Prodotto da Luc Besson, esce nelle sale cinematografiche Il missionario, commedia degli equivoci francese che porta sullo schermo le vicende di un criminale che, per scappare dalla malavita, si finge parroco di provincia
C’erano un prete e un delinquente sulle Alpi…
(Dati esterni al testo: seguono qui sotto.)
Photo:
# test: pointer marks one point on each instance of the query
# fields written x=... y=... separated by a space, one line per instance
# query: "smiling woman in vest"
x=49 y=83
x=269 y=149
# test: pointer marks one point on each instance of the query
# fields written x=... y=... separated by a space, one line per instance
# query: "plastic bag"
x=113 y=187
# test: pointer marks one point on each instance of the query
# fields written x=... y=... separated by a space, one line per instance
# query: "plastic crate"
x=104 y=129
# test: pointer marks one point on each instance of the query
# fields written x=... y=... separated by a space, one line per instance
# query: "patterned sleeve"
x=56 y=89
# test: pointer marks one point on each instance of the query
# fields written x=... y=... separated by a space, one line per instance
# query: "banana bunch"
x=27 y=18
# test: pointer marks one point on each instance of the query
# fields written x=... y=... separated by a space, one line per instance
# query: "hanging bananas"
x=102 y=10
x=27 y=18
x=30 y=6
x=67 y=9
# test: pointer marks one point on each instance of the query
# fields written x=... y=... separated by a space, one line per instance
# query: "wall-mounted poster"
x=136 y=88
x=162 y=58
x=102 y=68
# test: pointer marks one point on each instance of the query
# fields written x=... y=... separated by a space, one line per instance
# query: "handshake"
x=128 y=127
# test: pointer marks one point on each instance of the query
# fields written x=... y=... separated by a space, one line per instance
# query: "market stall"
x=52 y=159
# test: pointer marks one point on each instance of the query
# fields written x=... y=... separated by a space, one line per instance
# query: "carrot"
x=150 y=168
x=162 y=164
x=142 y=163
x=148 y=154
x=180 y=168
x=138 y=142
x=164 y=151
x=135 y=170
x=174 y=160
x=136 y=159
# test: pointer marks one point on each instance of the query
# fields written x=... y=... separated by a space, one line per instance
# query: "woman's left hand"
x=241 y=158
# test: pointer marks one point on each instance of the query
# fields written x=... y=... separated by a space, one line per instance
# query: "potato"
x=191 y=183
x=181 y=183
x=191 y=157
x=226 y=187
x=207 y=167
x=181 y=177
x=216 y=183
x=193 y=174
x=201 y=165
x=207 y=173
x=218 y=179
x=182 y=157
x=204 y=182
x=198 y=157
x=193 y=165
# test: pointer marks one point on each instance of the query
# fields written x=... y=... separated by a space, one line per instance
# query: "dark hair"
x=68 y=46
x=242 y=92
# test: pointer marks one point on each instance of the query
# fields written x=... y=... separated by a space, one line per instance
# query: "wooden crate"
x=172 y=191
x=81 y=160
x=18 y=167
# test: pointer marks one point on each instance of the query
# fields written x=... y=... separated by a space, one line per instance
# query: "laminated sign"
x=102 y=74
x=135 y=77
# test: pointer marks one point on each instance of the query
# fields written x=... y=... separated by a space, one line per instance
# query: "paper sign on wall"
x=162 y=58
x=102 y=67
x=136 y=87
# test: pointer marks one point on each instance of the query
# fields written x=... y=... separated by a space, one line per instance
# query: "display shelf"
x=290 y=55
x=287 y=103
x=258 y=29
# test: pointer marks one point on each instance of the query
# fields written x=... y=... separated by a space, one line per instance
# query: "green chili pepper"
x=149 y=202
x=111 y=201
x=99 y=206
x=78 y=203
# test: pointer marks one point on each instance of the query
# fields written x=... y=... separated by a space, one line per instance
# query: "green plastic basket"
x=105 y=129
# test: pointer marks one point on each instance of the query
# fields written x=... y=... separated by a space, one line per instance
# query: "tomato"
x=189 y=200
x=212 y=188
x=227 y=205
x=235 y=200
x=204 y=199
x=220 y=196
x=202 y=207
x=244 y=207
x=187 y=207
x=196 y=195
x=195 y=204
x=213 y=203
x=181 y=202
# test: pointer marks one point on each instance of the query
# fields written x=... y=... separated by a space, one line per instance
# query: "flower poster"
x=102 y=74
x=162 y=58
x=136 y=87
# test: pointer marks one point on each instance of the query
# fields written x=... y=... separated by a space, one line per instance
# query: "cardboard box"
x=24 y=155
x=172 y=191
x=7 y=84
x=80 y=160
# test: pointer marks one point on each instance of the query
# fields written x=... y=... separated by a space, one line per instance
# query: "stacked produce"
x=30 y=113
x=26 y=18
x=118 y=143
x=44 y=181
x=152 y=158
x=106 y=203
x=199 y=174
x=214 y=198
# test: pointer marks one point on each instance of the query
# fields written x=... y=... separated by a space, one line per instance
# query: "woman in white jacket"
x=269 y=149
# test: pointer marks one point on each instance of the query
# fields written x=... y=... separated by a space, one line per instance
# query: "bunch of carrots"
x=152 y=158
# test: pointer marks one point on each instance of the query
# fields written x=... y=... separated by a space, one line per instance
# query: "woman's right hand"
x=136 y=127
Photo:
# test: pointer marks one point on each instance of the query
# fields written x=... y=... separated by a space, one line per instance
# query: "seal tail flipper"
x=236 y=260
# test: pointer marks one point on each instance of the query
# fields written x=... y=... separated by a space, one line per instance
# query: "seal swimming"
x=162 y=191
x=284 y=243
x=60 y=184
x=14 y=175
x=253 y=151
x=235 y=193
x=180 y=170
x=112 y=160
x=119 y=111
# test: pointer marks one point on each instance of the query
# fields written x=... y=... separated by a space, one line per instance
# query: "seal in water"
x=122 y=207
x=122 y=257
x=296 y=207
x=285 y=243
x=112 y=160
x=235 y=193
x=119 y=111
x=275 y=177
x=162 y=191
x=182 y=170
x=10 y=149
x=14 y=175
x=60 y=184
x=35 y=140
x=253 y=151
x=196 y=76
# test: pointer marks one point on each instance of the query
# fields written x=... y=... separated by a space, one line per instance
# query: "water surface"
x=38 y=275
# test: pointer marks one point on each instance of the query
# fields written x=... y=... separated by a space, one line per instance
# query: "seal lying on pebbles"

Dopo quasi sette anni di carcere duro, Mario Diccara (Jean-Marie Bigard) è libero. In prigione ha tenuto la bocca chiusa, ma ha nascosto il bottino e ora teme che i suoi ex-soci della malavita si presentino a riscuotere la loro percentuale. Così, dopo essere sfuggito ad un attentato, chiede aiuto alla sola persona di cui si fida davvero: suo fratello. Patrick, sacerdote cattolico, gli trova un nascondiglio dove rifugiarsi finché le acque non si saranno calmate e gli suggerisce di raggiungere Padre Etienne in un paesino dell’Ardèche, sulle Alpi. Mario, quindi, si traveste da prete e parte alla volta del suo nuovo nascondiglio. La copertura di Patrick è una buona idea: funziona bene, forse troppo. Infatti, arrivato al paese, Mario scopre che Padre Etienne è appena deceduto e in paese sono tutti convinti che lui sia il suo sostituto, cosa che gli genererà non pochi problemi. Ed è da qui che hanno inizio le le prime noie… Nel frattempo, padre Patrick, per aiutare il fratello delinquente incallito, è costretto a fare da intermediario con un pericoloso boss della malavita: ruolo che gli riserverà non poche rogne e sorprese.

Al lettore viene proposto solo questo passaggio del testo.